GidH.jpg                     Eichmann, Adolf.jpg

Gideon Hausner                                       Adolf Eichmann

For readers wondering who Eichmann was, he was a Nazi officer who was one of the major figures in the Holocaust.  He attended the Wannsee conference where the extermination plans for Jews came into being, was responsible for the movement of Jewish people in Eastern Europe to concentration camps, and personally oversaw the deportations from Hungary to Auschwitz starting in 1944.  After the war he fled to Austria and then to Argentina where Mossad agents captured him in 1960.  Brought to Israel, he was tried in 1961.  The trial detailed many of the atrocities of the Holocaust, which many survivors refused to discuss openly even with family members.  But Eichmann didn’t dispute the evidence, his defense was that he was simply following orders that came from Heinrich Himmler.  Eichmann was found guilty of what we now would call crimes against humanity and executed.  For more information on the Eichmann trial go here, here, and here.

Amos started his discussion with some legal issues that had to be overcome before the trial could start.  Eichmann’s deeds were all done in 1945 and earlier.  From a legal perspective, how could a state that came into existence in 1948 criminally try him?  The answer was that these were crimes against “universal norms,” what we would now call crimes against humanity.  And how could Israel have jurisdicition over Eichmann?  The only option was an Israeli law that called for the trial of perpetrators of the Holocaust.  According to Amos this was a novel concept at the time, but is widely accepted practice now.  Finally, how could the judges be impartial?  The crime was for the extermination of the Jews, and they were Jewish.  The winning argument was that no one could be indifferent to such crimes, essentially that impartiality was impossible.

He also told us some interesting stories from the trial.

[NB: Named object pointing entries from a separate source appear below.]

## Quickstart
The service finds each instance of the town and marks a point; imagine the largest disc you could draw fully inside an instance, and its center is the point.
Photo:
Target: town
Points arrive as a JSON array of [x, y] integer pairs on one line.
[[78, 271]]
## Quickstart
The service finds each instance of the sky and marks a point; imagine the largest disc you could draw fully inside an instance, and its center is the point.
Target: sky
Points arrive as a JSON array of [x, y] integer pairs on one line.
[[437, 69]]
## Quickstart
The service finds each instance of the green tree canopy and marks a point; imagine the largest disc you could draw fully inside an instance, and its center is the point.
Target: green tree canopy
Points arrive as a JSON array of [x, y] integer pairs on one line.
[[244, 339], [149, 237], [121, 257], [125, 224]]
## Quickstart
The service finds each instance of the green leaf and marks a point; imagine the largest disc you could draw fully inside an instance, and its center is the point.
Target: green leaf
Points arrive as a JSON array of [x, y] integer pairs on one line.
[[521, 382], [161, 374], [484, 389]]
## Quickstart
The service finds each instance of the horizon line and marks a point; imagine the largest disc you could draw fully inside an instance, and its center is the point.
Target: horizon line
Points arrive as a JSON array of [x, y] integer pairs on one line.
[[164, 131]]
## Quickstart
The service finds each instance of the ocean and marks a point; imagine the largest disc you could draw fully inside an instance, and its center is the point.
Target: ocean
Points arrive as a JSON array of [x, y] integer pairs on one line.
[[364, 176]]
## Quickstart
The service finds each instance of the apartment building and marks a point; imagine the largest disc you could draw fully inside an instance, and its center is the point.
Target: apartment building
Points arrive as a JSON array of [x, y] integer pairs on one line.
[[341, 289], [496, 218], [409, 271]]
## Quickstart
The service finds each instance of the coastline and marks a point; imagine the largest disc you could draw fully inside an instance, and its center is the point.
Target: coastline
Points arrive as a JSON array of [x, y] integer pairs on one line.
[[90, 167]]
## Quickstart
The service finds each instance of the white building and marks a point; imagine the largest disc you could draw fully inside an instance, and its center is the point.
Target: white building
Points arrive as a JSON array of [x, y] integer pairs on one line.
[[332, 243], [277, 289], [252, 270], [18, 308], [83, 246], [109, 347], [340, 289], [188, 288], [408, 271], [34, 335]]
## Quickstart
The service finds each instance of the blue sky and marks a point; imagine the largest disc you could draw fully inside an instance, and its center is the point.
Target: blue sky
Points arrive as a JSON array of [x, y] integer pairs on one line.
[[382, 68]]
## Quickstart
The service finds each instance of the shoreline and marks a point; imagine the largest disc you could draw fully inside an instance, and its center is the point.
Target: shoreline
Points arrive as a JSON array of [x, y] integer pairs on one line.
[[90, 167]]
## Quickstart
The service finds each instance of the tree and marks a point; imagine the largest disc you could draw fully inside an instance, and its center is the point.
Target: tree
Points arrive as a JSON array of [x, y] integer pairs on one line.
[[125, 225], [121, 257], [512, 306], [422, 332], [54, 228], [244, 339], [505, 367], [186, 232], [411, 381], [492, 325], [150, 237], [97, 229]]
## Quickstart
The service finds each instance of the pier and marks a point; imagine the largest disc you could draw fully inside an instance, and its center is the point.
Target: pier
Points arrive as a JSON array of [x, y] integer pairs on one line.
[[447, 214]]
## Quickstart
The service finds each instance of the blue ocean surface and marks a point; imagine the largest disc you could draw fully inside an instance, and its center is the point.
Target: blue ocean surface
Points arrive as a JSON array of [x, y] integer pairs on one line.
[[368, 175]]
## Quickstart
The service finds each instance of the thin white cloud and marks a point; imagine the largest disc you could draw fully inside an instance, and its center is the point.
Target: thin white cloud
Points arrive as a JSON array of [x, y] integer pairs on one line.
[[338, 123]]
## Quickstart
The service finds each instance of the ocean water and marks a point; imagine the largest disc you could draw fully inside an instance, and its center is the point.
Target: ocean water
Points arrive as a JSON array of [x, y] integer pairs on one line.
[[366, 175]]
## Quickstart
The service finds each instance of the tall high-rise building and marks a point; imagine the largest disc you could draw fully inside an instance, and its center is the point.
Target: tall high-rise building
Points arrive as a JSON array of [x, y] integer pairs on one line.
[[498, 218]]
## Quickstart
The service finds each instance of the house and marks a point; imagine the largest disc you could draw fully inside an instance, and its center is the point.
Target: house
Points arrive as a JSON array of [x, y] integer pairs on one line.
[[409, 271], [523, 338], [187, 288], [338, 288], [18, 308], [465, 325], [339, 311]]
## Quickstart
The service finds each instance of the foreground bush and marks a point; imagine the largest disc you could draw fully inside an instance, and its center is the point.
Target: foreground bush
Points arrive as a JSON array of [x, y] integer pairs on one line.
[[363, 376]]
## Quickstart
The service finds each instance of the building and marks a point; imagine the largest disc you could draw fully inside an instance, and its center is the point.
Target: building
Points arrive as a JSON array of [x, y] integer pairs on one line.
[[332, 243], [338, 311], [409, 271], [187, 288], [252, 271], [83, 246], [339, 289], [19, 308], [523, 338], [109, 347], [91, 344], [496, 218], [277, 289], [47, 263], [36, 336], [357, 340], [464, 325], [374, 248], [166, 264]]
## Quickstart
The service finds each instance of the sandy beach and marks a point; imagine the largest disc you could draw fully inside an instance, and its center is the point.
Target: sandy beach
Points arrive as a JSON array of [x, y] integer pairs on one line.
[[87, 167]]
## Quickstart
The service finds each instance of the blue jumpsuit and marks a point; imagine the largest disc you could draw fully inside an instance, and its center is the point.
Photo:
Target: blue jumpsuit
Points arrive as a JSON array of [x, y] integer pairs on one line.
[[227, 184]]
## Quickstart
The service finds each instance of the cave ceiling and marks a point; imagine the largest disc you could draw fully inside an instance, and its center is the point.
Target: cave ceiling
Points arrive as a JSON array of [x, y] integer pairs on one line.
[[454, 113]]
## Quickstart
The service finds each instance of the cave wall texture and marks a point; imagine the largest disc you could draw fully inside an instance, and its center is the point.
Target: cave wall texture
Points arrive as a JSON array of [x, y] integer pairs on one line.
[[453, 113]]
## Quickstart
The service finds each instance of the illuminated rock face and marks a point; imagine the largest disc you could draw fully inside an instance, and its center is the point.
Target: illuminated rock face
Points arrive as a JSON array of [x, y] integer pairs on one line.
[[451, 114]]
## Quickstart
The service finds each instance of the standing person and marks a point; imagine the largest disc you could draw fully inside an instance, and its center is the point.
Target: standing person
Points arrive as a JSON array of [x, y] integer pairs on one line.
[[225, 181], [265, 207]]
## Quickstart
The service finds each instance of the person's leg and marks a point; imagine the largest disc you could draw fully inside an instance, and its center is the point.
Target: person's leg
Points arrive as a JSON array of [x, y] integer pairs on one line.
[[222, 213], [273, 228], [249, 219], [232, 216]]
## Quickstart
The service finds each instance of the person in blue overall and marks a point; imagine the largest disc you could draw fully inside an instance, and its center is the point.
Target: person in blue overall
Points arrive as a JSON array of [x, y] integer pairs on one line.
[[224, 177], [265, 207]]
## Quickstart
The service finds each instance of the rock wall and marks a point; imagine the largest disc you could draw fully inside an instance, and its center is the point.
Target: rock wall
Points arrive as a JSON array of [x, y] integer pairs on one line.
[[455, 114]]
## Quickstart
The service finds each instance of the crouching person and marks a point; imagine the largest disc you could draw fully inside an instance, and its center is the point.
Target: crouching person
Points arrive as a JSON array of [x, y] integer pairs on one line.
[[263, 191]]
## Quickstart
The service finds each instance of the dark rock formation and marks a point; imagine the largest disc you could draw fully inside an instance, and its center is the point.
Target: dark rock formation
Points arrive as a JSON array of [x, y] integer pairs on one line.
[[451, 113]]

Later in the war, Eichmann offered to save 1 million Jews if the allied forces would send him 10,000 trucks.  Not surprisingly, they refused.  At the camps where people were waiting to be moved to concentration camps, he sometimes ordered the delivery of some extra soup to create a moral dilemma for those prisoners passing out the soup.  Who should get the excess – the sick, the strong, or should it simply be dumped on the floor to keep from choosing winners and losers?  If it wasn’t dumped on the floor, was the decider complicit in the death of those who didn’t receive the excess?

Not too long after the trial, Gideon resigned at Attorney General and went into politics on his own right.  He was elected to the Knesset several times and became a member of Golda Meir’s cabinent.  He also was the head of Yad Vashem.  Without elaborating, Amos said that his father was a different man after the trial.

Other interesting tidbits:

  • It was taken for granted that Eichmann would be executed by almost everyone, but some asked Gideon to recommend something else. Amos said that his father despised the death penalty, even though he ultimately recommended it.
  • Gideon suggested the attorney who represented Eichmann, Robert Servatis. Servatis had defended three defendants at the Nuremburg Trials and was both knowledgeable and capable.  Servatis was assisted by Dieter Wechtenbruch.
  • Amos believes that international criminal tribunals don’t work. While they do punish, the punishment is so much later than the acts (25 years or more) that the deterrence effect of such cases are minimal.  He believes that such trials should be held much closer in time, like any other criminal case, and that the defendant should be tried in absentia.  Then the deterrence effect is there, even if it’s years later before punishment can be enforced.
  • Amos is well known on his own for his role in the fight to curb smoking in Israel.